The owners of inactive coal ash ponds, landfills and other fill sites at coal-fired power plants will have until February 2032 — an extra 33 months — to begin cleaning them up under a final rule issued Tuesday by the Environmental Protection Agency.
The rule also pushes out groundwater monitoring requirements to February 2031 from May 2028.
“This new [groundwater monitoring] deadline is based on the Agency’s assessment of the time required to complete the groundwater monitoring requirements and to provide time for unforeseen and facility-specific delay, accounting for delays such as procuring qualified personnel on contractors, seasonal and regional weather, and permitting and approval needs,” the EPA said.
The deadline changes affect the EPA’s Coal Combustion Residuals requirements for “legacy” coal ash ponds and landfills that were issued in 2024. A separate 2015 rule covers active coal ash deposit sites.
The EPA said it plans to make additional changes to coal ash rules for legacy sites found in a Jan. 16, 2025, proposal.
Coal ash contains mercury, cadmium, chromium and arsenic, which are linked to cancer and other health problems, according to the EPA. Those pollutants can seep into groundwater from the coal ash disposal sites.
The EPA estimates that there are 110 coal-fired generating units with 189 coal ash disposal sites that will be affected by the deadline changes.
The owners of the landfills will save a total of $8.1 million to $30 million a year because of the delayed compliance deadlines, depending on the discount rate used to make the calculation, according to the EPA.
Delaying the compliance deadlines may increase health risks for children and other populations, the EPA said in its final rule.
The delay means more pollution will enter groundwater supplies, according to Earthjustice, an advocacy group that led litigation that caused the EPA to issue its rules for active coal ash sites and legacy landfills and ponds.
“The longer industry delays, the more toxic waste enters our water, and the more difficult cleanup becomes,” Lisa Evans, senior counsel at Earthjustice, said in a statement.
In line with the Trump administration’s support for fossil-fueled generation, the EPA has moved to weaken regulations affecting coal-fired power plants.

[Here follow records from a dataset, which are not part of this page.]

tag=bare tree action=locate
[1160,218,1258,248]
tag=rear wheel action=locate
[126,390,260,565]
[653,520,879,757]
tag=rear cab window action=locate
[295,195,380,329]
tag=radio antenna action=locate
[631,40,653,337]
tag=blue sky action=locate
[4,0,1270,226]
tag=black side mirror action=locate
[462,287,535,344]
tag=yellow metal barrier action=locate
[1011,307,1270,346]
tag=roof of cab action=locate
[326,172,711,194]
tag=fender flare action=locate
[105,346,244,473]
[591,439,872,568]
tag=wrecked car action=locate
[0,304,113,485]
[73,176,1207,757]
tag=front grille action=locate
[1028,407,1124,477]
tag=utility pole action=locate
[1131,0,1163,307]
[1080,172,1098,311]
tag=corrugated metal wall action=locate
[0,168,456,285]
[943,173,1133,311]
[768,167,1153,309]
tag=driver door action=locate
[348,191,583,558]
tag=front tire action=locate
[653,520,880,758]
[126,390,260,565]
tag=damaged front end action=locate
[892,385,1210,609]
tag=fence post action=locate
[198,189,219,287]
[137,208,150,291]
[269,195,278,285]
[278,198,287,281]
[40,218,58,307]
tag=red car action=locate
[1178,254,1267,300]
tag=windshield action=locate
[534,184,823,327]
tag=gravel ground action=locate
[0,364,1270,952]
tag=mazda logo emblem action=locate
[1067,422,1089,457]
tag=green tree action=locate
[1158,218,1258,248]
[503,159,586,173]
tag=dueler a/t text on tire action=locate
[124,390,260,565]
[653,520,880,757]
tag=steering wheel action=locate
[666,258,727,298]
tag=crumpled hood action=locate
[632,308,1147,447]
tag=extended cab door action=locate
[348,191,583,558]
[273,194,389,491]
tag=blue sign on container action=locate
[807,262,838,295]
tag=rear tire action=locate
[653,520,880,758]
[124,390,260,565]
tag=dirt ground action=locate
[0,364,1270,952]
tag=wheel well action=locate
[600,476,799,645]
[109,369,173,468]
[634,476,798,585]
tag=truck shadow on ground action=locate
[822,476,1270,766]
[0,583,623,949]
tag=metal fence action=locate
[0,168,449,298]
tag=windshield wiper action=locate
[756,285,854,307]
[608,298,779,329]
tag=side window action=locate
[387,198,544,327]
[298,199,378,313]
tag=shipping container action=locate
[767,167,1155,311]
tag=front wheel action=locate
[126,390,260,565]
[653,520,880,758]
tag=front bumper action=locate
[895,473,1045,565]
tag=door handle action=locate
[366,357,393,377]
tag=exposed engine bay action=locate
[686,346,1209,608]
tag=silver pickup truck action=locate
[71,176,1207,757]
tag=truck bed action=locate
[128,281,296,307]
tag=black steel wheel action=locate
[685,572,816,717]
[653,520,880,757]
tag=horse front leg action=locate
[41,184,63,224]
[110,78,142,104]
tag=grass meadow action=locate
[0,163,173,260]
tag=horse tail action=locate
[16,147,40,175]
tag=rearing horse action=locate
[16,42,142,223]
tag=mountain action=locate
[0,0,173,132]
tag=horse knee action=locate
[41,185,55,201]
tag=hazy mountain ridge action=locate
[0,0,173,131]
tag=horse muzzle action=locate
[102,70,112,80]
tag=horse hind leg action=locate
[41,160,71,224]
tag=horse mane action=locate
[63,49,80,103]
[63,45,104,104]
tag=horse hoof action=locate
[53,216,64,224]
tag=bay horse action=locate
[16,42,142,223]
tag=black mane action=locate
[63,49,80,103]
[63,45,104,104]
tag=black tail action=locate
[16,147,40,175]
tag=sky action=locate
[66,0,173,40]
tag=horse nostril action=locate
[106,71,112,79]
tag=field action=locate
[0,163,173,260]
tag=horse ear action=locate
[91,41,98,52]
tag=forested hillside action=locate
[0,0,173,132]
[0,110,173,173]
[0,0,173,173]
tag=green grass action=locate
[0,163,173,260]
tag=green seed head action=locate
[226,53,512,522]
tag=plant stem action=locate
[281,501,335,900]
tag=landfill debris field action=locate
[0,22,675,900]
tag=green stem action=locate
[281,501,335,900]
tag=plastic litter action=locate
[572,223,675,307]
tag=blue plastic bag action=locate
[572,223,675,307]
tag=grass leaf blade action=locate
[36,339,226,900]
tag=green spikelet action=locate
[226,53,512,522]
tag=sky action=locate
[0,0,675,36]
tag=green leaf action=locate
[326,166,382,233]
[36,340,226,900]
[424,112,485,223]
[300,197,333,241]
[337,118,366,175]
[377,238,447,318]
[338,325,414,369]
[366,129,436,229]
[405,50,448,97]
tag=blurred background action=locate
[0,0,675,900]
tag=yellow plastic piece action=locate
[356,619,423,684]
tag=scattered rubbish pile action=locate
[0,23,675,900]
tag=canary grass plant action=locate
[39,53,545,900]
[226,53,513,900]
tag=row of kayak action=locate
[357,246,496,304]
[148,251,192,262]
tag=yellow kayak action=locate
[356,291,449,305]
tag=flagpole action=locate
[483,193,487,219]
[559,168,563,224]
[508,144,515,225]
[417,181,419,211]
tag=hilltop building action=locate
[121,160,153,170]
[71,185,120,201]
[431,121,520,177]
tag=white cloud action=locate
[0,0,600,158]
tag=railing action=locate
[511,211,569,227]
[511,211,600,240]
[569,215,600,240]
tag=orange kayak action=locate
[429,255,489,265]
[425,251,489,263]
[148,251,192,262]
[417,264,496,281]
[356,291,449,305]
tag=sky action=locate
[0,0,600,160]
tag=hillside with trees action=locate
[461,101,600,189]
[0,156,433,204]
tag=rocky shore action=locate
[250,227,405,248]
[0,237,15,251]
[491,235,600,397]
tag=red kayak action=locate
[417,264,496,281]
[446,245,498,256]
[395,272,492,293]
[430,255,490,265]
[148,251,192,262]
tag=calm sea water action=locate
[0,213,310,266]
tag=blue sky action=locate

The agency, for example, has proposed rescinding its “endangerment finding” for greenhouse gas emissions, rolling back air pollution rules under its Good Neighbor Plan, extended wastewater deadlines for power plants and proposed repealing updates to its Mercury and Air Toxics Standards affecting coal- and oil-fired generating units, according to a regulatory tracker from the Environmental & Energy Law Program at Harvard University.
At about 193 GW, coal-fired power plants made up about 14% of installed U.S. generating capacity as of November, down from about 306 GW a decade earlier, according to the Federal Energy Regulatory Commission.